Posted on 07/02/2014 9:49:11 PM PDT by george76
Every year about this time the Small Business Administration (SBA) issues a press release claiming the federal government barely missed the 23% small business contracting goal required by law.
In reality, the Obama Administration has never come anywhere close to reaching the minimum 23% small business-contracting goal. Based on all the information I have been able to obtain under the Freedom of Information Act, I estimate legitimate small businesses in America are currently receiving no more than 5% of all federal contracts and subcontracts.
The SBAs favorite time to release their annual falsified and fabricated small business contracting data is late on a Friday afternoon. Over the last few years they have shown a particular fondness for releasing this information just before a three-day weekend. Since they know the information they are releasing is totally false, they want to release it as quietly as possible to reduce any chance some journalist might possibly question their findings.
(Excerpt) Read more at redstate.com ...
From the headline, I thought this was going to be my opportunity to get into some kind of completely bogus, fraudulent business opportunity where I could bill the government for all manner of fake stuff that I never have to deliver.
Too bad. Disappointed, I am.
The problem with a small business is that they are too expensive. They cannot get economies of scale; which means that the supported unit pays more, so the customer pays more, so the tax payer pays more. I don’t have a good solution and no else does either.
While I agree that the government, and especially DoD has never met their published small business goals, I don’t think that this article makes a very good case to support this. Using my company as an example, we are a small business with prime contracts and contracts with large businesses as a subcontractor. Our prime contract invoices are fed into a government database and are tracked by contracting offices against small business goals. But, our subcontracts for the most part are not tracked automatically.

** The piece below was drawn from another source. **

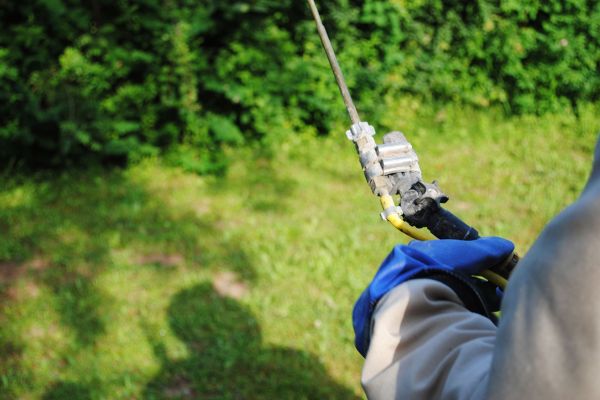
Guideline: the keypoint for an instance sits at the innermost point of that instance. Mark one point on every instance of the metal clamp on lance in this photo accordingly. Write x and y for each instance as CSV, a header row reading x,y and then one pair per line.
x,y
362,134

The contracting office must audit the prime contractor for compliance with their small business participation plan and manually report the information. My experience has been that this is often done incorrectly or not at all. What they end up doing is reporting the goals, not the actual performance. Some large companies take advantage of this to underexecute on their small business subcontracts and they are never held to account.
The reason that large businesses appear on these reports is because of this arrangement and that’s why the number that the government reports is never accurate.